In celebration of WIC, TFMoran is highlighting our own Women In Construction, one TFMoran woman engineer or surveyor each day this week. TFMoran is proud to have these women in construction, along with other women professionals on our team.
Maureen Kelly – TFMoran, Inc. Civil Project Engineer
Maureen Kelly is a Civil Project Engineer at TFMoran, Inc. who started with the company in January 2017. She graduated from the University of Massachusetts Lowell with a Bachelor of Science degree in Civil and Environmental Engineering, along with a Masters degree in Structural Engineering. She was president of the Chi Epsilon Civil Engineering Honor Society Chapter. Maureen stays connected with her alma mater by partaking in student engineering excursions to the Haiti Development Studies Center. She has been to Haiti twice over the past year to help with developing a more sustainable system for waste in the Haitian communities. Her professional experiences include; watershed analysis, drainage assessment, storm water retention, and calculations for residential and commercial structures.
Why did you go into engineering?
The relationship between the built world and the natural world has always interested me. Civilization can coexist with nature if we make it a priority. As the name suggests, civil engineering is one profession where you can study and influence that relationship.
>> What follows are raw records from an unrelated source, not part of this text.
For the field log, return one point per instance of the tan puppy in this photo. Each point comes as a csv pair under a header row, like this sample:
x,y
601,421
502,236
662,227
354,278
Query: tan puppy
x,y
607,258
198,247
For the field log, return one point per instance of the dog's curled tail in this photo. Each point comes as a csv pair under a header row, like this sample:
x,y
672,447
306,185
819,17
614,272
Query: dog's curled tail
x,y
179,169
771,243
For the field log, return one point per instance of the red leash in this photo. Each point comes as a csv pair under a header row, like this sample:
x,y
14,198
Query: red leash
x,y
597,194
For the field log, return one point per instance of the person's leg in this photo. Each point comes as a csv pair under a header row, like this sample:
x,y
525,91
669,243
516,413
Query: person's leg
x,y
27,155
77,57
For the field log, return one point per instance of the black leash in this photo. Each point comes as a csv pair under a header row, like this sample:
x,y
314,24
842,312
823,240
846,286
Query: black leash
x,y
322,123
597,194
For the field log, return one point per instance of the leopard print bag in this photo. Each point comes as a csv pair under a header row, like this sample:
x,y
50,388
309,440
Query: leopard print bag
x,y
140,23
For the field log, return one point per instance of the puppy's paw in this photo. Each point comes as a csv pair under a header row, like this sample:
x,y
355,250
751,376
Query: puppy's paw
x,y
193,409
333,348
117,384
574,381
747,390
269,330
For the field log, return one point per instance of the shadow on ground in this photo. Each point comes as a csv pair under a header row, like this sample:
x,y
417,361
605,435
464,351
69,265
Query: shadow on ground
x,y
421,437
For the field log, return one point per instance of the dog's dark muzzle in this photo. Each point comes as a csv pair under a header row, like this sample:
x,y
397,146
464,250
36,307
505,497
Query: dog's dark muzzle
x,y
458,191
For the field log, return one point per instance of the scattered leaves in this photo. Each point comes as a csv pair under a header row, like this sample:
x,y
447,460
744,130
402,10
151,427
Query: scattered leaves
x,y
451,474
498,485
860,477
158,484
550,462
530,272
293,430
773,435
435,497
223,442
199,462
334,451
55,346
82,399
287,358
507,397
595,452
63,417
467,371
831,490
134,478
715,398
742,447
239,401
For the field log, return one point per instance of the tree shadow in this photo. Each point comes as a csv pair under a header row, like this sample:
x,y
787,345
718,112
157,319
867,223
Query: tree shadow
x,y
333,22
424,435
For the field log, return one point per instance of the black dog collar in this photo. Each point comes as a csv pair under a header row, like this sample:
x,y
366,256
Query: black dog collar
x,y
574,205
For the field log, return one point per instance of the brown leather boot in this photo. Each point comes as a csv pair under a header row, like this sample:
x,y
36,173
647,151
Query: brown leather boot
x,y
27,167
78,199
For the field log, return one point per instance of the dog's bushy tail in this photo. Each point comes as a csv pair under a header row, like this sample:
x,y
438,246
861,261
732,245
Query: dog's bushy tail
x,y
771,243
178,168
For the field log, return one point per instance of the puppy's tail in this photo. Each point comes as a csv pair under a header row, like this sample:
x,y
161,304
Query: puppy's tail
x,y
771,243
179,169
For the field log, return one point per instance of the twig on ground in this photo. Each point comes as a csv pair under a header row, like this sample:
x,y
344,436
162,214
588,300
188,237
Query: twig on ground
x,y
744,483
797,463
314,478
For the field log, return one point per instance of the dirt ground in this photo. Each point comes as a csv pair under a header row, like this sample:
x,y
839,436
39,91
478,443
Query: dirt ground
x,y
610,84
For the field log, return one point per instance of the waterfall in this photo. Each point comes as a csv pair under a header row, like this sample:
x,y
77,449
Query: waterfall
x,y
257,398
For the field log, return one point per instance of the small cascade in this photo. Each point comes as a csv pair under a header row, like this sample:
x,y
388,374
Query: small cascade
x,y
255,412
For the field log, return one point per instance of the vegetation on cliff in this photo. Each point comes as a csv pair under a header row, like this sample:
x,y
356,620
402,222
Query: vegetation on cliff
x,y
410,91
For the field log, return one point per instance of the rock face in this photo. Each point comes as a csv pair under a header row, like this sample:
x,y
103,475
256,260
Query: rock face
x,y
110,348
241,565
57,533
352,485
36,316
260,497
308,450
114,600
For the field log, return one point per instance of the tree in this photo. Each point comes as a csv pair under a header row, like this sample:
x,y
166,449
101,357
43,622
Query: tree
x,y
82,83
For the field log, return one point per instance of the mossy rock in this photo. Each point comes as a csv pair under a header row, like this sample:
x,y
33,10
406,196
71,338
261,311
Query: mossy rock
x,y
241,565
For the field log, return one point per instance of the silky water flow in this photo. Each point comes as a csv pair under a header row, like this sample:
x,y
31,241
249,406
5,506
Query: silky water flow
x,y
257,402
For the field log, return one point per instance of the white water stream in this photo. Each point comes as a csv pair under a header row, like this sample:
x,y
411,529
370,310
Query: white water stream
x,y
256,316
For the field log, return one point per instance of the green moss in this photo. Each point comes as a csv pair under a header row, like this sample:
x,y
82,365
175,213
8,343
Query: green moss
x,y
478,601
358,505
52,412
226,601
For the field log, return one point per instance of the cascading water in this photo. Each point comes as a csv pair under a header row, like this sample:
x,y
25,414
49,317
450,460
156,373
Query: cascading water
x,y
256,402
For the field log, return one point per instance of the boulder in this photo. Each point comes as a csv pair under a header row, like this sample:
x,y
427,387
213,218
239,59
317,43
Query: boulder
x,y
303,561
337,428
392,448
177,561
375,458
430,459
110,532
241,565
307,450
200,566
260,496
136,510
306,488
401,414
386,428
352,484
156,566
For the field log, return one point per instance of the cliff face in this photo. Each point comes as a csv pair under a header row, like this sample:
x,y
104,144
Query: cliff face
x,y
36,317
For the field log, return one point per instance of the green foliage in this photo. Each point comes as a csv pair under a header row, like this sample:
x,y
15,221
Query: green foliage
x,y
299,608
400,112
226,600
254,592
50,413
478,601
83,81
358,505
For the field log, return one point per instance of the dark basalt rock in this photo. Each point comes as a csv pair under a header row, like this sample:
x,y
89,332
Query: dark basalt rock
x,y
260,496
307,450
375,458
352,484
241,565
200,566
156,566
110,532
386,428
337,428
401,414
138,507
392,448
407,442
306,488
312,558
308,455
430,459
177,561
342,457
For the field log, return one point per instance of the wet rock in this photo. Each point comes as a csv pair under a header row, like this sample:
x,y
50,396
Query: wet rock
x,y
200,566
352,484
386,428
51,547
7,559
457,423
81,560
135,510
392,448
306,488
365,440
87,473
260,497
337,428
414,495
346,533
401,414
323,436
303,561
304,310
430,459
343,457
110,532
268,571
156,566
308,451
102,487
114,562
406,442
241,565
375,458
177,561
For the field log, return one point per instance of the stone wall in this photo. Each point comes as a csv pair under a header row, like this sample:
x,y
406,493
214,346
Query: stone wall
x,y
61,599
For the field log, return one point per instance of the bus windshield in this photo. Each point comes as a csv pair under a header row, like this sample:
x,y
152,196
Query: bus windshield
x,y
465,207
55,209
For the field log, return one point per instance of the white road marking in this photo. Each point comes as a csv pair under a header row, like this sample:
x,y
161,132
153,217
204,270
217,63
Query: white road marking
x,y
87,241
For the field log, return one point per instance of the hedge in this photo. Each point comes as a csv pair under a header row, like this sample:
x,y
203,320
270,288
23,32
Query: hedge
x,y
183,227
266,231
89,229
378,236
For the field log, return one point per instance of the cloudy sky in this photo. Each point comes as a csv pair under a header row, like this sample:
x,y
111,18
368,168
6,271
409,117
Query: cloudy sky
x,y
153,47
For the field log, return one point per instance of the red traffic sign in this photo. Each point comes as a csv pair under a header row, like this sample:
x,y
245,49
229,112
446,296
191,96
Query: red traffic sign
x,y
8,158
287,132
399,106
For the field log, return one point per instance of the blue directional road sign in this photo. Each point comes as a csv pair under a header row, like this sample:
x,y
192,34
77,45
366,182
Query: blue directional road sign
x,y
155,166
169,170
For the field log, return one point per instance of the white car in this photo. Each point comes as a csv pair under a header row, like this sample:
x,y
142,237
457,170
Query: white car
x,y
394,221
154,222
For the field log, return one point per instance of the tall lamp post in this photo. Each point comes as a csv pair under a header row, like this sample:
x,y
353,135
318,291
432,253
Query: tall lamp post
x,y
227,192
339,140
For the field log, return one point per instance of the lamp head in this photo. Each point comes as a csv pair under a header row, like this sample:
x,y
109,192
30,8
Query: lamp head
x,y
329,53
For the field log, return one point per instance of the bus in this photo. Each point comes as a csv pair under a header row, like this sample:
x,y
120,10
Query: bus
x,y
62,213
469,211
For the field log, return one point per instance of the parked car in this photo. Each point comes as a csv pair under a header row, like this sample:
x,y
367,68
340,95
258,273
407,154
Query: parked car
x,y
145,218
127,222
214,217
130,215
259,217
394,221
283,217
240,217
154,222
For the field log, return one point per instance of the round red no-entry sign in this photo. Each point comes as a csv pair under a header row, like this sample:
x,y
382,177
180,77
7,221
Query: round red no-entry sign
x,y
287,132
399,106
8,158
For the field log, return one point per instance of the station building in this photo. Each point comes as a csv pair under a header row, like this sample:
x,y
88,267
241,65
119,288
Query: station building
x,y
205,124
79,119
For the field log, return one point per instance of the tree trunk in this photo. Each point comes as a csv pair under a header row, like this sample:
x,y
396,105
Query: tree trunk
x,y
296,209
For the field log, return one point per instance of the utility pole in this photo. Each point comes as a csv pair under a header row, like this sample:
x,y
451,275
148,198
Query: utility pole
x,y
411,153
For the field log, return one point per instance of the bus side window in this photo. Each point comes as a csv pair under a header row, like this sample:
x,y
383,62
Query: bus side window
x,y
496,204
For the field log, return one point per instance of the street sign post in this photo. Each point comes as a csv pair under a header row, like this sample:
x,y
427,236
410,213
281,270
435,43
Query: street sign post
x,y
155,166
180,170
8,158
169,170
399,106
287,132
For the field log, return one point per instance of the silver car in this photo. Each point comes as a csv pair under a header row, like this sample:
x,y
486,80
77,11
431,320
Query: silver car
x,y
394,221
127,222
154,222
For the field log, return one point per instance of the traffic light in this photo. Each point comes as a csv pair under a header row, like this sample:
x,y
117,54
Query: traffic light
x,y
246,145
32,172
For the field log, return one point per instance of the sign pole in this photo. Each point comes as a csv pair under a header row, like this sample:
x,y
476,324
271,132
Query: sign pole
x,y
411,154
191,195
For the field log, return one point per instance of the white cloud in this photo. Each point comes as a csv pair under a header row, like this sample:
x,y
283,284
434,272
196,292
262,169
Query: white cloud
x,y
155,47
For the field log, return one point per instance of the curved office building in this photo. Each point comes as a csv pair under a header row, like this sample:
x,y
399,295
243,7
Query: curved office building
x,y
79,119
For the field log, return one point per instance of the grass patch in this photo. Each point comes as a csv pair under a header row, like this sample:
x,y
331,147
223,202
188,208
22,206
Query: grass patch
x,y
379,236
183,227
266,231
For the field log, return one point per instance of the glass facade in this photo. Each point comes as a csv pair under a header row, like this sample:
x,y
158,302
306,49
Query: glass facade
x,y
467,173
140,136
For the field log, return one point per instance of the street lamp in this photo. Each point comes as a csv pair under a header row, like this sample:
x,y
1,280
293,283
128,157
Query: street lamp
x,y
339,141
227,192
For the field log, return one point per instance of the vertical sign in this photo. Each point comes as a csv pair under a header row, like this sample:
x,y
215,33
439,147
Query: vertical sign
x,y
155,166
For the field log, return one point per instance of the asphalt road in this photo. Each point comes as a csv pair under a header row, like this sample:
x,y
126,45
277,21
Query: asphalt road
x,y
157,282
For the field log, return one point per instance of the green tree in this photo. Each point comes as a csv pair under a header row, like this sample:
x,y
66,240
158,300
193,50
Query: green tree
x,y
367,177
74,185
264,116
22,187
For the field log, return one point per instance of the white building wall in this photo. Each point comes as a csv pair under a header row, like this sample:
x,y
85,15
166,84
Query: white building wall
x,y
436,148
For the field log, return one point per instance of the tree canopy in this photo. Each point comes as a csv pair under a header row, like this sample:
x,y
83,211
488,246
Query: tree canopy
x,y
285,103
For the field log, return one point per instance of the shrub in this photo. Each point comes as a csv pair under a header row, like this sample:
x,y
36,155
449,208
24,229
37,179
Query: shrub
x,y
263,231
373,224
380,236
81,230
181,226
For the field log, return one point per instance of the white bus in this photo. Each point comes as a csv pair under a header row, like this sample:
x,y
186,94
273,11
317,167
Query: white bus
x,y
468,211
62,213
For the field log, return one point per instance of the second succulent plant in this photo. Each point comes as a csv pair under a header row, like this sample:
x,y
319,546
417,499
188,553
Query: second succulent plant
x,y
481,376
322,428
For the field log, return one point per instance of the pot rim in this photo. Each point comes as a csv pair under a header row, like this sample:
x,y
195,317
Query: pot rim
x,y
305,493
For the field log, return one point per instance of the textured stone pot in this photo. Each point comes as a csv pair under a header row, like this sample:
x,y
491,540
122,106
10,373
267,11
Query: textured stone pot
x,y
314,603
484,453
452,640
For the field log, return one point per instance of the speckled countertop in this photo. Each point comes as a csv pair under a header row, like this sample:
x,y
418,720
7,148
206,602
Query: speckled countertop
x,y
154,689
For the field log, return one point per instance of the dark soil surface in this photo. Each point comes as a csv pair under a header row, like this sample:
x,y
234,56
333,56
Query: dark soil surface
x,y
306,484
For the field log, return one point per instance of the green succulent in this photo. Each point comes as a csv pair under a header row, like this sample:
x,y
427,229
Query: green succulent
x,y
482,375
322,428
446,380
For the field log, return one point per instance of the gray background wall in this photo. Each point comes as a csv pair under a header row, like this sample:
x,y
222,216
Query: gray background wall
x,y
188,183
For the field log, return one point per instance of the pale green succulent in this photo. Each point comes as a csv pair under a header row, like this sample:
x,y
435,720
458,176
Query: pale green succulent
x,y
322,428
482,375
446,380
What are the challenges of your job?
Stakeholders on a project often have competing priorities. Through discussion and compromise the project takes a shape that’s suitable for everyone, but sometimes getting to that point is a challenge.
What do you like about your job?
I love the variety of my work and the diversity of people involved in each project. I’m new to the field, but I know that after 20 years on the job there will still be more to learn.
What skills does one need to enter the engineering field?
The ability to make mistakes, learn from them, and move on. That one skill gives you freedom to study anything. Objectivity and patience are also very important. Contrary to common belief, it’s not all about math!